Seven datasets on lung cancer patients were made available: six with genetic information, and one with clinical data. The genetic datasets consisted of data on mutations, copy number variation, methylation, micro-RNA expression, messenger RNA expression and protein expression.
All of this for more than 1,000 patients, about half of whom had the subtype non-small-cell lung cancer, and half had the subtype squamous lung cancer. These subtypes are very different and have therefore been individually analysed. The analysis and results below concern the non-small-cell variant.
Merging the Data
Not every patient appears in every dataset. That is why a selection was made of the available tables to maximise the overlap of available patients. Based on this criterion, the micro-RNA and protein expression data were dropped, since they were available for far fewer patients. If there were multiple measurements for one patient within one table, these are aggregated by an average or transposition so that for each patient one row of measurements remains, with approximately 140,000 variables.

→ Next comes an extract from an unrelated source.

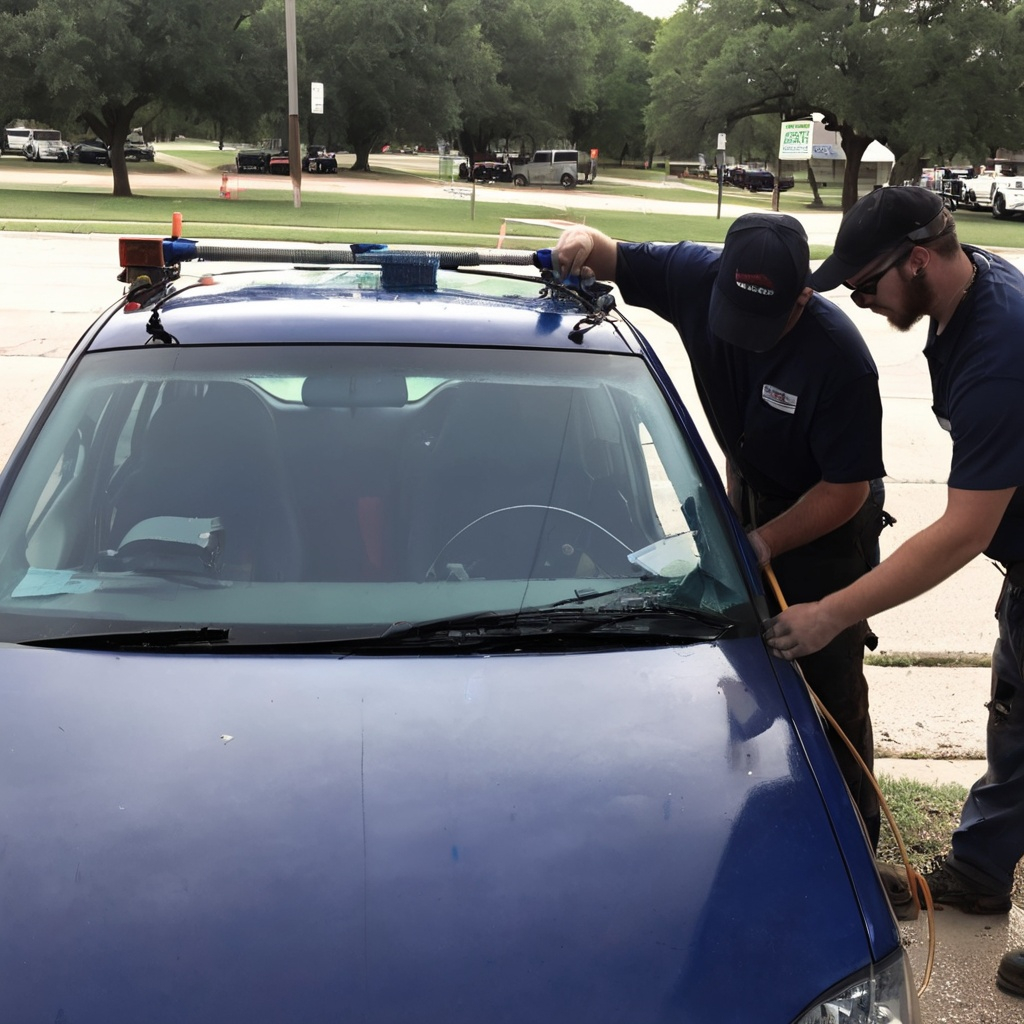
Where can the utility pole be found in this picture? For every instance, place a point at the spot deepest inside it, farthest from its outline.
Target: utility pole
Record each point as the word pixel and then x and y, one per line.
pixel 294 157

This merged table still contained many missing values, so to create a complete table, a number of steps are performed. The variables containing more than 20% missing values are dropped, after which around 60,000 variables remain. The remaining missing values are estimated using a K-Nearest Neighbour algorithm, which determines the values by looking at patients with similar properties to which the relevant variable is known.
Because the algorithms applied to this data are sensitive to the scale of the values, all variables are standardised so that they have the same mean and the same variance. This prevents the variables with a relatively large scale from being unfairly highly weighted in the training process.